If successful, the project will be widened to parts of Madhya Pradesh, Andhra Pradesh and Odisha with industry linkages. The idea is to meet the surging demand for surgical cotton.

CICR is footing the bill for this initiative, which Kranthi is pushing even before getting formal approval. “I felt we couldn’t wait any longer because the situation in Vidarbha is critical,” he said.

To make certain that farmers follow HDPS norms scrupulously, CICR has marshalled 17 of its scientists to monitor the project in different locations apart from the complement of KVK and agriculture department officials who are coordinating the pilots. “We are providing all the technological inputs and CICR is taking sole responsibility for the project,” declares Kranthi.

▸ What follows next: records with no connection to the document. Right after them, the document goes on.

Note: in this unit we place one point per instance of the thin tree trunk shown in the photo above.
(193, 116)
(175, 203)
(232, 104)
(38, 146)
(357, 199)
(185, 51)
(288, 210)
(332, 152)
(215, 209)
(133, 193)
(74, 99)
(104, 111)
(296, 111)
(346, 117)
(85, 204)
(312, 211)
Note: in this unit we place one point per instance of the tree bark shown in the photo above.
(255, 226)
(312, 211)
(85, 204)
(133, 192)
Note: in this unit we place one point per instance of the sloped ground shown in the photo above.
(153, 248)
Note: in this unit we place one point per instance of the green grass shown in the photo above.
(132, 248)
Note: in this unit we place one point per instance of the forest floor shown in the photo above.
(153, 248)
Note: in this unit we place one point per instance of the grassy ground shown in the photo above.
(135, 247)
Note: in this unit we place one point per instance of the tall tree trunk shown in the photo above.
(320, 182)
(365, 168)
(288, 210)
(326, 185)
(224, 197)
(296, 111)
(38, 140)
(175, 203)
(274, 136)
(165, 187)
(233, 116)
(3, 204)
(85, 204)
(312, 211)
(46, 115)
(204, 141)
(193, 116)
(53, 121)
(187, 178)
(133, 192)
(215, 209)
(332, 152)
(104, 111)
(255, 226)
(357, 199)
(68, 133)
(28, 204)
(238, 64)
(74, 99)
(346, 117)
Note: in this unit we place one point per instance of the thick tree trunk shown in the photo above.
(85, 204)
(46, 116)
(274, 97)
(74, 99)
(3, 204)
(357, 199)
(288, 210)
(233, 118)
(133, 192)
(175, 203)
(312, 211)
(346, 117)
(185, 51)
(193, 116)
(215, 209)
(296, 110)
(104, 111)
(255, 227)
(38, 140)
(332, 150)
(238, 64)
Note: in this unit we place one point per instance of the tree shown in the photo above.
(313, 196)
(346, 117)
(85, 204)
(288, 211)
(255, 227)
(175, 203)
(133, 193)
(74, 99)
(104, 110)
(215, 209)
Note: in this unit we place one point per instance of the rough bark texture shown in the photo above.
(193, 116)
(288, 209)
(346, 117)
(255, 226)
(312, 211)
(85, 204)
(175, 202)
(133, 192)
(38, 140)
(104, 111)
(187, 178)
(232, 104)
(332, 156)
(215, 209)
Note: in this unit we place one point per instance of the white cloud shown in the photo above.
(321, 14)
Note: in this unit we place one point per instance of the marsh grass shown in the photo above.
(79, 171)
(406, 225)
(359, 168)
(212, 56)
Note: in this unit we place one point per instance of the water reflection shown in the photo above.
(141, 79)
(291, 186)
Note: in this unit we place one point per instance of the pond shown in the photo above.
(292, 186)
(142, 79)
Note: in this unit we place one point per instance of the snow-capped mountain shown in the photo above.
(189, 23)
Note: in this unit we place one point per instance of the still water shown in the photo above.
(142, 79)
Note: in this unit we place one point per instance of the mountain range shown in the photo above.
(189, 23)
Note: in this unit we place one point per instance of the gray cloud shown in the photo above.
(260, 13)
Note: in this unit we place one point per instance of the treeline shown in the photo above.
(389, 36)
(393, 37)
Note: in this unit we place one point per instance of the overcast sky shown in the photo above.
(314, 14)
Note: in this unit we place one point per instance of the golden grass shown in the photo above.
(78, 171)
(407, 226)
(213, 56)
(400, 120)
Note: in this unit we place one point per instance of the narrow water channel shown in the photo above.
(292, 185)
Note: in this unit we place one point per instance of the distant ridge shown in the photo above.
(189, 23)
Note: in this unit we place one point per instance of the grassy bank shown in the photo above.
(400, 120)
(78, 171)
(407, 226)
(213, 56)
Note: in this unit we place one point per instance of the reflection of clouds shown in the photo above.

The focus is on slashing costs. According to estimates by CICR, input cost (fertiliser, pesticide, growth regulator and weedicide) comes to just Rs 4,525 per acre (0.4 ha) of HDPS compared with at least Rs 10,000 for growing Bt cotton. There are other benefits, too. Zero cost of seed because farmers can reuse their seeds, low outgo on labour because unlike hybrids Desi varieties require much less weeding.

Kranthi is endorsing what a number of agriculture experts have been saying for the past decade: Bt cotton is not suitable at all for rainfed areas.

In fact, a 2006 fact-finding survey by the Planning Commission had underscored “the wrong or uninformed choice by the farmers in adopting varieties of seeds which were not suitable for rainfed conditions”.

Although packets carried the caution “Best grown in irrigated conditions”, farmers did not pay heed to this as it was in very small letters. “The adviser was the input dealer and the State machinery did not take precautions or measures to warn the farmers,” the report had pointed out.

While some farmers’ organisations and activists campaigning for sustainable agriculture have welcomed the Vidarbha initiative, however late in the day it may have come, there is scepticism—anger, too.

Kishore Tiwari, president of the Vidarbha Jan Andolan Samiti dismisses the exercise as a pointless undertaking of discredited agencies like CICR, which had promoted Bt cotton of its own.

Tiwari has been carrying on an unrelenting campaign for a ban on Bt cotton in Maharashtra because he believes the costly GM technology is responsible for the huge number of farmer suicides in the state, the largest number being from Vidarbha.

“Sharad Pawar (agriculture minister) has admitted that the average yield of Bt cotton in dry land areas of Maharashtra is only 125 kg and that’s why farmers who opted for Bt cotton in four million hectares are likely to lose Rs 10,000 crore according to the initial estimate by the government.” Maharashtra had announced a compensation package of Rs 2,000 crore for Bt cotton failure in February.

Officials are unwilling to comment on the demand for a ban on Bt cotton but Maharashtra is keen to increase the area under Desi and HDPS.

CICR, too, is determined to revive the fortunes of Desi cotton which was grown in two million hectares until 2005. Currently, its acreage is less than 100,000 ha, relegated to marginal land although it boasts huge advantages: resistance to sucking pests, immunity to new leaf curl virus and tolerance for moisture stress.

But while championing Desi, CICR is also working on compact multi-gene “super Bt cotton” dwarf varieties for HDPS. It is an ambitious network project involving public research institutions and universities and will build on novel genes that have already been discovered but not commercialised.